The BJP hasn’t addressed its intra-party problems any better than the Congress. It has hurriedly taken ad hoc measures in most states where it was jolted and rushed the fire tenders to Haryana and Maharashtra. The party’s foot-soldiers are uncertain on how to deal with the unexpected success earned four months because many senior leaders have been rendered redundant.
In Haryana, the move to let go of Haryana Janhit Congress and take a principled stand to fight alone could be appreciated. But, to go against the older partner, the Shiromani Akali Dal which is campaigning for Om Prakash Chautala’s Indian National Lok Dal, might singe its equations in Punjab. While it takes on the Jat–dominated INLD it finds itself losing the support of non-Jats in jettisoning Kuldip Bishnoi of HJC. The party will have to do well in Haryana to prevent Shah’s stock dipping further.

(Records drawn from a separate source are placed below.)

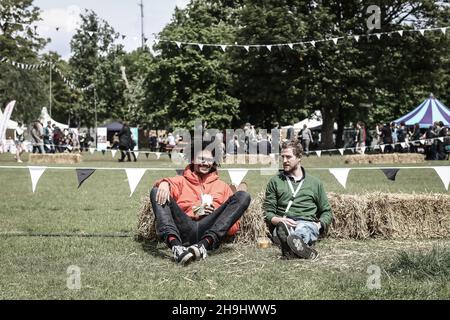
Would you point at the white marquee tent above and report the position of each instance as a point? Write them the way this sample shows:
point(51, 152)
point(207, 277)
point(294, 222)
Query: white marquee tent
point(45, 117)
point(313, 122)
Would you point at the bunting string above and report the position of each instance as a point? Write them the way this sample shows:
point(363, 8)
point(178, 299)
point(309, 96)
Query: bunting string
point(312, 43)
point(26, 66)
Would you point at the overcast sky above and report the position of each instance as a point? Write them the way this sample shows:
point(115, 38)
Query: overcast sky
point(122, 15)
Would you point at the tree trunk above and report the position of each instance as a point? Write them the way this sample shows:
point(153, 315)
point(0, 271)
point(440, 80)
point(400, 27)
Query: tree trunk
point(328, 117)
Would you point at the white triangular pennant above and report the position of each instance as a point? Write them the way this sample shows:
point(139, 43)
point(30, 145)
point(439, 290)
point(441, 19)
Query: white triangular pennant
point(444, 174)
point(341, 175)
point(35, 173)
point(134, 176)
point(237, 175)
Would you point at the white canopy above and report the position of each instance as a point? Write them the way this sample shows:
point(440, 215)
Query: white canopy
point(11, 124)
point(45, 117)
point(313, 122)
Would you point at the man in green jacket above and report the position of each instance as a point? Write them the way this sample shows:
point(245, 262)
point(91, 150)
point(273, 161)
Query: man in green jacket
point(296, 206)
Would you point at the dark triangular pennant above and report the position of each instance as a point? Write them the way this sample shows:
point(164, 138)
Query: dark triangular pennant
point(83, 174)
point(390, 173)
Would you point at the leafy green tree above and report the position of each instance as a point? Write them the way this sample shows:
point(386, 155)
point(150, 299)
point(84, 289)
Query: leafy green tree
point(20, 43)
point(187, 83)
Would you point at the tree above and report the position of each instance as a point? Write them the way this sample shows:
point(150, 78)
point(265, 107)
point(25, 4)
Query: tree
point(20, 43)
point(187, 83)
point(95, 62)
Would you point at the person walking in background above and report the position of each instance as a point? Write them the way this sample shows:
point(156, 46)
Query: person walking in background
point(37, 134)
point(306, 139)
point(19, 138)
point(124, 142)
point(360, 137)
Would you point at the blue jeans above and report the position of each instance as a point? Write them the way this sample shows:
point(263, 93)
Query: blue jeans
point(307, 230)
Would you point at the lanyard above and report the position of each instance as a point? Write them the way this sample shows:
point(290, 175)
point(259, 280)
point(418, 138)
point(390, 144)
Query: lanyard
point(294, 192)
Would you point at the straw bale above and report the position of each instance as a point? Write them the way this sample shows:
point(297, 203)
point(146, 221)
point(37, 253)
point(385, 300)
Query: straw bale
point(55, 158)
point(388, 158)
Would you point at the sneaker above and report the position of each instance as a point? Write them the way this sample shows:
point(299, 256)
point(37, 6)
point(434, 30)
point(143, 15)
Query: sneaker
point(300, 248)
point(282, 235)
point(199, 251)
point(182, 255)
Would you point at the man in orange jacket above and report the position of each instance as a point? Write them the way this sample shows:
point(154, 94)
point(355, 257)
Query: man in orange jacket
point(196, 211)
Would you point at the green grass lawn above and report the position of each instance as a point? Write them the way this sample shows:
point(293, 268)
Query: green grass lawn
point(35, 267)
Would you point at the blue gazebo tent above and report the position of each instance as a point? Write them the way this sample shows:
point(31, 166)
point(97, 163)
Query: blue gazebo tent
point(427, 113)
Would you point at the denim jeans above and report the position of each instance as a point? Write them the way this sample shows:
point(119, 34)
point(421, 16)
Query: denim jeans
point(307, 230)
point(171, 220)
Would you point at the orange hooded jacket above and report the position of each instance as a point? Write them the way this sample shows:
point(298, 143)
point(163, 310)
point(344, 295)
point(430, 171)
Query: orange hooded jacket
point(187, 191)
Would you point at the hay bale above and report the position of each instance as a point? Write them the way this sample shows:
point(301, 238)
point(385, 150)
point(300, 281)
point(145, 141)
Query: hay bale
point(372, 215)
point(55, 158)
point(384, 158)
point(390, 216)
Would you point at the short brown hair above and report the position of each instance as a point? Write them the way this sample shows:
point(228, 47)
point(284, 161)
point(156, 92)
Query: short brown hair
point(296, 147)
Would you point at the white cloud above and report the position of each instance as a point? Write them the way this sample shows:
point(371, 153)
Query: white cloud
point(181, 4)
point(66, 19)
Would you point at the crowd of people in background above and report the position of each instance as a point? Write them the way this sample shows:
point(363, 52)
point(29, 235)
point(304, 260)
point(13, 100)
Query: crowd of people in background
point(52, 139)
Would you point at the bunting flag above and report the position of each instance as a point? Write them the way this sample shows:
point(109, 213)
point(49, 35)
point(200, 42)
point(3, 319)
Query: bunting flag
point(341, 175)
point(444, 174)
point(83, 174)
point(237, 175)
point(134, 176)
point(35, 173)
point(390, 173)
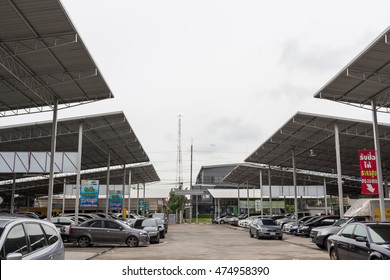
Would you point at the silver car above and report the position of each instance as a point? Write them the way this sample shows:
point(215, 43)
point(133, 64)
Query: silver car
point(265, 228)
point(107, 231)
point(29, 239)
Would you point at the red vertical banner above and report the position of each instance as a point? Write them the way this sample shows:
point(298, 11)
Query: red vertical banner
point(368, 172)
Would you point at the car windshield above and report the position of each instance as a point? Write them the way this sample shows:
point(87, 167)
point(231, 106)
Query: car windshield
point(149, 223)
point(380, 233)
point(267, 222)
point(340, 222)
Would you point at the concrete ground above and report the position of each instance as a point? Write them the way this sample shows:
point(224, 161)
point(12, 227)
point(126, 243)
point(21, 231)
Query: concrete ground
point(205, 242)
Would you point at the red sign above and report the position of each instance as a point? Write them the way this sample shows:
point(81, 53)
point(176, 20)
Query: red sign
point(368, 172)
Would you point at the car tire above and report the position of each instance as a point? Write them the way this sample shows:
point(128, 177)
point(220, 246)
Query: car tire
point(325, 245)
point(132, 241)
point(84, 241)
point(333, 254)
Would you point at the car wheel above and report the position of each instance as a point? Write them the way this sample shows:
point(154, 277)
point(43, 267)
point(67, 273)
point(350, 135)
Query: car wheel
point(325, 245)
point(84, 241)
point(333, 254)
point(132, 241)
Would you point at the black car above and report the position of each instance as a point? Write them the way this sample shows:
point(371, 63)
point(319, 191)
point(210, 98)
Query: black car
point(361, 241)
point(151, 227)
point(305, 228)
point(265, 228)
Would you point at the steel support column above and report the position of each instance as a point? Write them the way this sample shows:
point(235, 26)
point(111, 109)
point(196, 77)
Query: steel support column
point(378, 161)
point(12, 210)
point(295, 186)
point(270, 190)
point(52, 157)
point(108, 182)
point(261, 192)
point(338, 163)
point(78, 177)
point(128, 202)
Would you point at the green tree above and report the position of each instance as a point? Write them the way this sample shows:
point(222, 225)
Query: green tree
point(176, 202)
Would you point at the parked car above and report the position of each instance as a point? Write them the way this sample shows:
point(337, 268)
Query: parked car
point(246, 222)
point(161, 227)
point(265, 227)
point(361, 241)
point(29, 239)
point(163, 217)
point(223, 219)
point(291, 218)
point(63, 224)
point(292, 227)
point(151, 227)
point(107, 231)
point(319, 235)
point(305, 228)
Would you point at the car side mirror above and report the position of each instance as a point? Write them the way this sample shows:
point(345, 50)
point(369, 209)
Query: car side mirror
point(361, 239)
point(14, 256)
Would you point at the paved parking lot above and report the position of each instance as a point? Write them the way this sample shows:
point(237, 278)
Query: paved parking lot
point(206, 242)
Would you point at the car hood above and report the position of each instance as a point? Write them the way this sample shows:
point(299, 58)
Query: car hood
point(330, 228)
point(382, 248)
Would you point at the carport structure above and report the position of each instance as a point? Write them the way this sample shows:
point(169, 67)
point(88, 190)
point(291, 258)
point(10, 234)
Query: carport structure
point(322, 144)
point(100, 140)
point(256, 174)
point(37, 186)
point(44, 65)
point(365, 83)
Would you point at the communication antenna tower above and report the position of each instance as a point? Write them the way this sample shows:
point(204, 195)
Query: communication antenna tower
point(179, 170)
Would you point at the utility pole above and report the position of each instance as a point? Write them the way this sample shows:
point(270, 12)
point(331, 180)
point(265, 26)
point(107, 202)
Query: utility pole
point(179, 170)
point(191, 184)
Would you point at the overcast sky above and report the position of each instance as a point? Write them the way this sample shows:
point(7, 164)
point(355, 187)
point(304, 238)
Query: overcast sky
point(234, 70)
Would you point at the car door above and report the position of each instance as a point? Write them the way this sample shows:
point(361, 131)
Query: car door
point(343, 241)
point(97, 231)
point(114, 232)
point(358, 250)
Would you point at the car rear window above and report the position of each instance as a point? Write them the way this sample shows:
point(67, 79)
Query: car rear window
point(36, 235)
point(15, 242)
point(51, 234)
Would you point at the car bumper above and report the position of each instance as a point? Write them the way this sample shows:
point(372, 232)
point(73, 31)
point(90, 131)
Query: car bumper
point(269, 234)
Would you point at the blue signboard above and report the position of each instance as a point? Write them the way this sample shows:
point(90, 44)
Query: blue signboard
point(89, 193)
point(116, 201)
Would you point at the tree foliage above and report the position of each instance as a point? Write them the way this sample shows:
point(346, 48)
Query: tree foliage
point(176, 202)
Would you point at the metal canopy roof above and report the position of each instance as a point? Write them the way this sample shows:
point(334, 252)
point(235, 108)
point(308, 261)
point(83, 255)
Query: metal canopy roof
point(365, 78)
point(42, 59)
point(313, 139)
point(250, 173)
point(110, 132)
point(37, 186)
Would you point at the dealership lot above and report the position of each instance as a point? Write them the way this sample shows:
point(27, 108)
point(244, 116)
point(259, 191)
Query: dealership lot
point(206, 242)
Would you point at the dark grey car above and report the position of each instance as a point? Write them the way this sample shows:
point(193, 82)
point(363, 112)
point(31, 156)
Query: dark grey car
point(107, 231)
point(265, 227)
point(29, 239)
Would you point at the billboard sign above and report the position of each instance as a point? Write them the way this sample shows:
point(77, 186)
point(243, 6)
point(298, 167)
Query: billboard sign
point(116, 201)
point(89, 193)
point(368, 171)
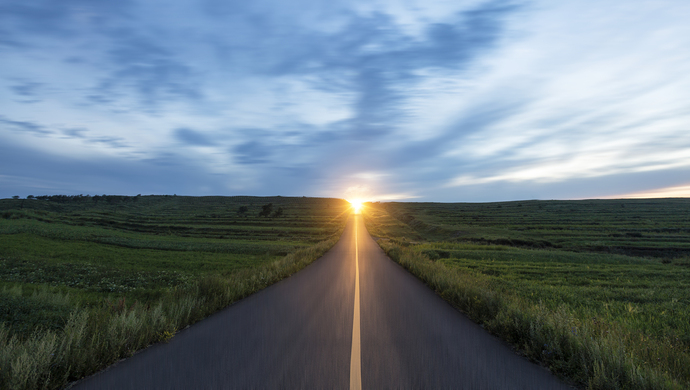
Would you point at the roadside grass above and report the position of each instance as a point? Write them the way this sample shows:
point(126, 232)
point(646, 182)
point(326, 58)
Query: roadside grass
point(85, 283)
point(600, 320)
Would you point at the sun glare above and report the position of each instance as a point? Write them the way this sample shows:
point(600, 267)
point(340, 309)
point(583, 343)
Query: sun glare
point(356, 205)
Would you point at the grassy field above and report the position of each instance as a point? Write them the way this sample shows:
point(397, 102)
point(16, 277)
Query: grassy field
point(598, 291)
point(85, 280)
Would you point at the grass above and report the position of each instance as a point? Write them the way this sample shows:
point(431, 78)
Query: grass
point(85, 281)
point(610, 315)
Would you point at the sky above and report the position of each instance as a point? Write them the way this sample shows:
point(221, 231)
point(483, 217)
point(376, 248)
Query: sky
point(419, 100)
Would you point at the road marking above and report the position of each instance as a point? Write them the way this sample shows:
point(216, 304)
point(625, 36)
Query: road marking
point(356, 354)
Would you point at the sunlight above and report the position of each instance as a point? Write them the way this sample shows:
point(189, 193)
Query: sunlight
point(356, 205)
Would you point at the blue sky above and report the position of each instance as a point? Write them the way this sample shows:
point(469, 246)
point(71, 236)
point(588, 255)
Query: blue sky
point(385, 100)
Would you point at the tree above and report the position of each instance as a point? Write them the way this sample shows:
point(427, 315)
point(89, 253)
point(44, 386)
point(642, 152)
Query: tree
point(266, 210)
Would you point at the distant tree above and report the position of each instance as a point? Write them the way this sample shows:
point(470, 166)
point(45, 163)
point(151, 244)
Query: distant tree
point(266, 210)
point(278, 212)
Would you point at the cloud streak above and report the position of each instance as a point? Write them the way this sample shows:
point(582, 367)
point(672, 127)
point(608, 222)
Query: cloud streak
point(470, 100)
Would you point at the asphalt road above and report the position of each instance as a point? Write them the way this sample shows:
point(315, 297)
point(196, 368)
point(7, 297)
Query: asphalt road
point(303, 333)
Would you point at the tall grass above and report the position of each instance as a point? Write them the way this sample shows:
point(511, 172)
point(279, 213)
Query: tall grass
point(590, 353)
point(95, 337)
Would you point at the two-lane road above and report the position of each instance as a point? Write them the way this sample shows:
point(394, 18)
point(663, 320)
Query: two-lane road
point(352, 318)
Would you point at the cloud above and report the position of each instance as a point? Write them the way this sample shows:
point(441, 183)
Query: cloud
point(25, 126)
point(252, 152)
point(27, 91)
point(191, 137)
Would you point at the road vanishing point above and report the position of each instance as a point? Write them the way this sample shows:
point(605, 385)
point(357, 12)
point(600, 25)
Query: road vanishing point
point(352, 319)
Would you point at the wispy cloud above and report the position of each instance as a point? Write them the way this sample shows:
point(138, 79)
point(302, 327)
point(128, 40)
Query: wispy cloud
point(446, 101)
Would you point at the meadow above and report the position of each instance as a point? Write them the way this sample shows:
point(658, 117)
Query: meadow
point(596, 290)
point(87, 280)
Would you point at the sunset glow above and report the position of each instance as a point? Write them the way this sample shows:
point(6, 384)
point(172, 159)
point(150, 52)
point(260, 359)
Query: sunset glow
point(356, 205)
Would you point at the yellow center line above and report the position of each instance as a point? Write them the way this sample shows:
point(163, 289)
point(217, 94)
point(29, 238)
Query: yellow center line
point(356, 354)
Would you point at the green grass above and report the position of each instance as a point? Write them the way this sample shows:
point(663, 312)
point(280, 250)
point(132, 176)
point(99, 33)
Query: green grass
point(615, 314)
point(85, 281)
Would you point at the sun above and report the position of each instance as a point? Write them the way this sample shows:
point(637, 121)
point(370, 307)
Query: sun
point(356, 205)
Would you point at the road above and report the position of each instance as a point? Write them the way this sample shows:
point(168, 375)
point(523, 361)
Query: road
point(352, 319)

For its sterling performance in the Lok Sabha election it rewarded the Uttar Pradesh unit with nine ministries at the Centre and made two party veterans governors. However, when Amit Shah was made the party’s national president murmurs began to be heard in the state. By marginalising satraps like Murli Manohar Joshi and Lalji Tandon and promoting Yogi Adityanath, Shah began complicating issues. Rajnath Singh’s statement on Love Jihad showed he was not quite in sync with what the state leaders were up to. With the party refusing to own up the Love Jihad movement, UP leaders couldn’t explain the duplicity to voters in their constituencies. The mother-son duo of Maneka and Varun Gandhi contributed with their indifference. Shah failed to act in the matter.
Shah might not have had much to do with the slide in Rajasthan except for approving the candidates. Vasundhara Raje was quite quick to antagonise party colleagues with her opaque style and over-centralised dispensation. Of the record number of 163 MLAs, she has chosen only 11 ministers keeping 47 departments to herself. Much credit must also go the youthful Congress leader Sachin Pilot who effectively harnessed the resentment against Raje. Gujarat remains Modi-Shah’s team’s pocket borough. Even there the Congress’ gains haven’t come against the run of the play. The dissent against BJP was reflected in the margin of votes in Vadodara. Modi had won the seat with over three lakh votes. His successor won with a trimmed margin.
The party’s alliance with Shiv Sena may still survive if Shah and Co learn from the recent setbacks and shed their swagger. The upcoming elections would tell us how the changed gait helps the party.